Ben Crenshaw, still looking for his first major title, is arguably the finest putter in the game. What does he think of the new greens?
"I prefer faster greens because I'm a good approach putter. Fast greens require better reading and more touch, and therefore they favor the better putters.
"I fell putting should be weighted more heavily than it usually is in our week-to-week events. After all, on a regulation par-four hole you are supposed to take two putts to make par. If half your strokes are on the green, you should have to work for those two shots.
"At Augusta, the greens are very undulating too, which akes the added speed all the more frightening. The undulations will be much more severe now."
Crenshaw will not adjust his putting stroke at Augusta this year, but he has a secret weapon ready for the new greens.

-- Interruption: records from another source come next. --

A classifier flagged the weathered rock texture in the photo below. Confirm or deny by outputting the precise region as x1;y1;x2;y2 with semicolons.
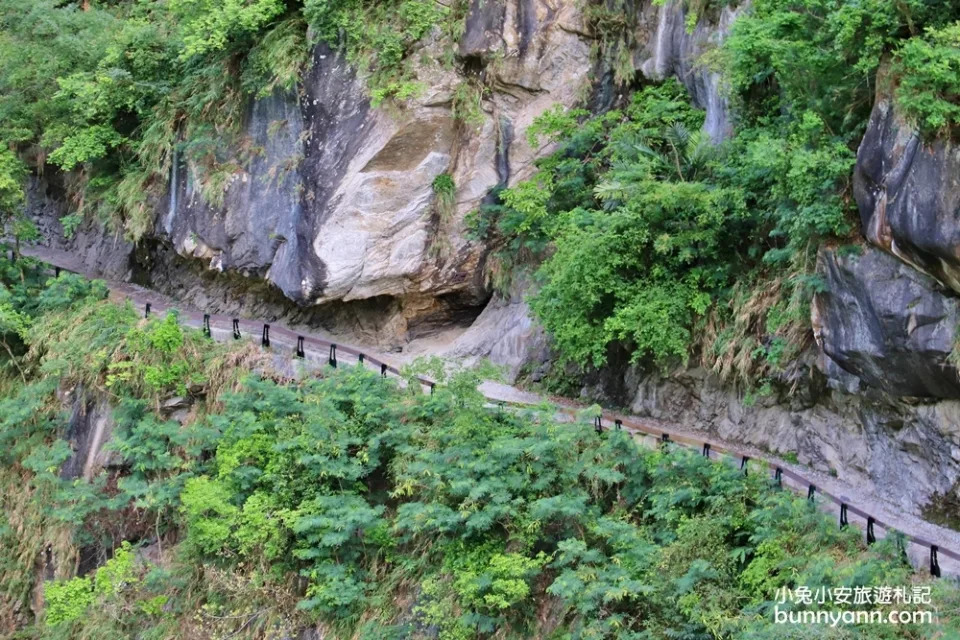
630;368;960;514
854;96;960;292
31;0;735;348
813;248;960;398
635;2;749;141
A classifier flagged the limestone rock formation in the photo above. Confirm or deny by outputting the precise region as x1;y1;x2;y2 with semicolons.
813;248;960;398
635;2;749;141
854;95;960;293
630;363;960;514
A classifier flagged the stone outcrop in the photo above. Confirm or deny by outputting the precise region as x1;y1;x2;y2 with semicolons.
854;96;960;293
31;0;736;348
634;1;749;142
813;247;960;398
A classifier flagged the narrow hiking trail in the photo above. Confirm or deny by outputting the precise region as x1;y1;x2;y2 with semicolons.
21;242;960;577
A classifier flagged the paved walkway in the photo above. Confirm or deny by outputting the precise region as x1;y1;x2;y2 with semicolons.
16;242;960;576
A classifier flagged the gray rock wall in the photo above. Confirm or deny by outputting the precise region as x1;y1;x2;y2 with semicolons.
813;247;960;398
854;95;960;293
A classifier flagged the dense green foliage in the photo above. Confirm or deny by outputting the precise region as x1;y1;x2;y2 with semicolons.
0;260;960;640
475;0;960;384
0;0;465;239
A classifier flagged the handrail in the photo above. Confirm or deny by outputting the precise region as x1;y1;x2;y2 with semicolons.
28;261;960;577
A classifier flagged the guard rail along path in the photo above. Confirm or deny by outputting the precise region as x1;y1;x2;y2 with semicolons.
11;248;960;577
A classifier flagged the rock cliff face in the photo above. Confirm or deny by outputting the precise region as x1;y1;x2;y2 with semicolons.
31;0;960;511
813;248;960;398
854;96;960;293
32;0;735;341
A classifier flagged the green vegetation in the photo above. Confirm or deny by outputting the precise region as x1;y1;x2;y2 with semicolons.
0;0;466;240
473;0;960;384
0;261;960;640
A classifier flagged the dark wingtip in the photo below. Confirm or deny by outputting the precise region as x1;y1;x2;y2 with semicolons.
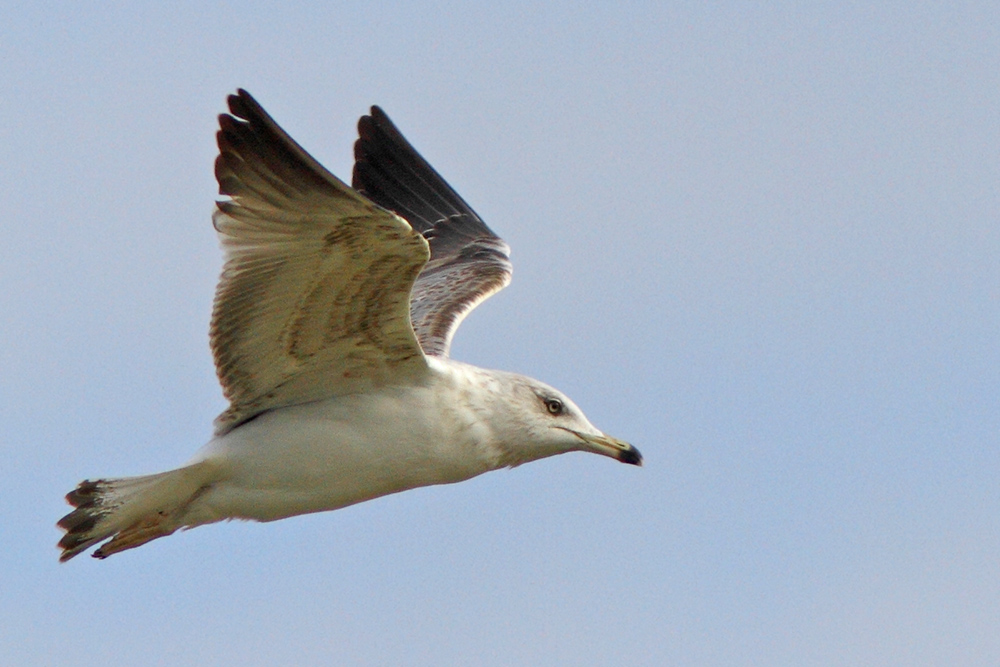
618;445;642;466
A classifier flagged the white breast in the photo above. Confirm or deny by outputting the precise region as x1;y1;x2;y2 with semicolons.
185;359;499;525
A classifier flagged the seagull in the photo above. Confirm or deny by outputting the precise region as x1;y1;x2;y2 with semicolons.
58;89;642;561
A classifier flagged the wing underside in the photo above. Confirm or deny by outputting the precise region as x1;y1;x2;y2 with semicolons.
211;90;429;433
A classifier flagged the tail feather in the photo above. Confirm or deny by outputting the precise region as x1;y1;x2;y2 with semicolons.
56;463;210;562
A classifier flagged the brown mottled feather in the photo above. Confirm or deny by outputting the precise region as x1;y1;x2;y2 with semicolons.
211;90;429;434
352;107;511;357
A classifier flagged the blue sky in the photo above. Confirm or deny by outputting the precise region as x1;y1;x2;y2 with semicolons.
0;3;1000;665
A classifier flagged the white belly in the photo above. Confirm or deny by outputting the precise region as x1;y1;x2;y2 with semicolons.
184;378;498;525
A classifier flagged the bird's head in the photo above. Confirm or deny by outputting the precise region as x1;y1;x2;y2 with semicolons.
488;376;642;466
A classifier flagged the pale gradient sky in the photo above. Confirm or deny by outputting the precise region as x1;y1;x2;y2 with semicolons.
0;2;1000;665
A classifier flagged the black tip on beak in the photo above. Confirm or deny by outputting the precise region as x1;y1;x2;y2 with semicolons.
618;445;642;466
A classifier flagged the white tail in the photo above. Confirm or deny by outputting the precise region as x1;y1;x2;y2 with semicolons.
57;462;211;562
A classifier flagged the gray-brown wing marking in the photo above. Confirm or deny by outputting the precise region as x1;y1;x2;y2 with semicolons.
211;90;429;433
352;107;512;357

"If they get extremely fast, I'll try to hit the ball a little bit more toward the toe of the putter. That seems to give me a better hit."

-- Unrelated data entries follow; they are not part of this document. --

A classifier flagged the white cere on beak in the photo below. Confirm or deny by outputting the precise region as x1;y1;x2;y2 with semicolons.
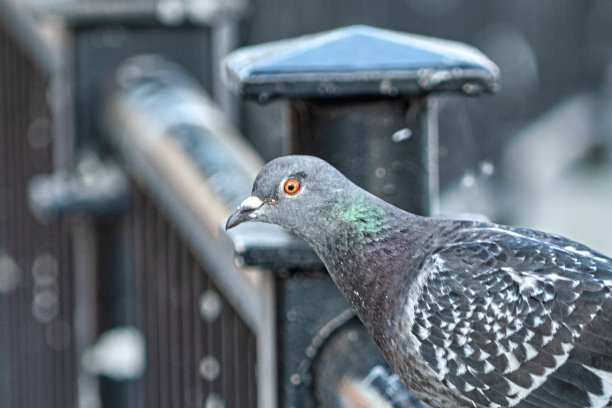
240;196;263;211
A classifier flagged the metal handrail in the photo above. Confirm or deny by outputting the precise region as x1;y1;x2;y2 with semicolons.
104;55;276;407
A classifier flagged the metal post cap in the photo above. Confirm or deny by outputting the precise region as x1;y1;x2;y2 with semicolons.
224;25;499;102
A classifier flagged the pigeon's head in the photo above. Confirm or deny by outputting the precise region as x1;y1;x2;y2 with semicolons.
225;156;352;235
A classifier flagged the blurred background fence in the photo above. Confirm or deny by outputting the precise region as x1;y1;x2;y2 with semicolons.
0;0;612;408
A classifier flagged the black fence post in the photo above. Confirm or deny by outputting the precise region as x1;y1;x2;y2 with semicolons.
225;26;499;407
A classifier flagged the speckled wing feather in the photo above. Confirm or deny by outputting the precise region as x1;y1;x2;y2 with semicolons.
412;226;612;408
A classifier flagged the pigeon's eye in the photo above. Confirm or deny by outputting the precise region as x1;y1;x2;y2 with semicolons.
283;179;300;195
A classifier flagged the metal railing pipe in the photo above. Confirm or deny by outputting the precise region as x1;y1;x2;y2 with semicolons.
104;55;276;407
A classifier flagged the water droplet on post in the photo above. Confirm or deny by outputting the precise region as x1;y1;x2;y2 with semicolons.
461;173;476;188
200;356;221;381
479;160;495;176
200;289;223;323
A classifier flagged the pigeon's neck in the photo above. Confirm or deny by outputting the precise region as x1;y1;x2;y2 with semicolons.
307;193;429;338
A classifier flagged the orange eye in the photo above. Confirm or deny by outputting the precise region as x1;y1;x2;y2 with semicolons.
284;179;300;195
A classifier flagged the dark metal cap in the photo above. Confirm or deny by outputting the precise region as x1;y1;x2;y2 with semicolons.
224;26;499;102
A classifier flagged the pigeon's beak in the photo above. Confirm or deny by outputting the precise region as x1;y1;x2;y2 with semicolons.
225;196;263;230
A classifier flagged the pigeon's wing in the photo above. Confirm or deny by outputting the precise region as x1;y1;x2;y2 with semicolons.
412;231;612;408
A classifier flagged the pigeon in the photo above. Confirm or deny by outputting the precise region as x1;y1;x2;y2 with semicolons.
226;155;612;408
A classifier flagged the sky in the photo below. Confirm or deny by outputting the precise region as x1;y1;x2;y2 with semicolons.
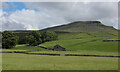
0;2;118;30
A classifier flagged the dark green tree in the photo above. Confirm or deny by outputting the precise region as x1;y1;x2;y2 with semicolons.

Johnny Miller, whose two-victory comeback is the story of the year thus far, looks forward to the new greens for another reason.
"The club experimented with the bent grass last year over on the par three course," he said, "and I won the Wednesday par three tournament. Maybe that's a good sign.
"The greens the last four or five years were not Augusta. When I first played here, they were off the charts. I mean, if you didn't use your head, you could putt a 20-footer a good 15 feet by the hole.
"That's what made the course interesting to me. Some people say it isn't fair, but I like the kind of excitement that keeps you alert. You shouldn't just be able to throw an iron shot anywhere onto a green and have a good run at birdie. You should have to use your head and maneuver the ball into the right part of the green to set up a certain type of putt.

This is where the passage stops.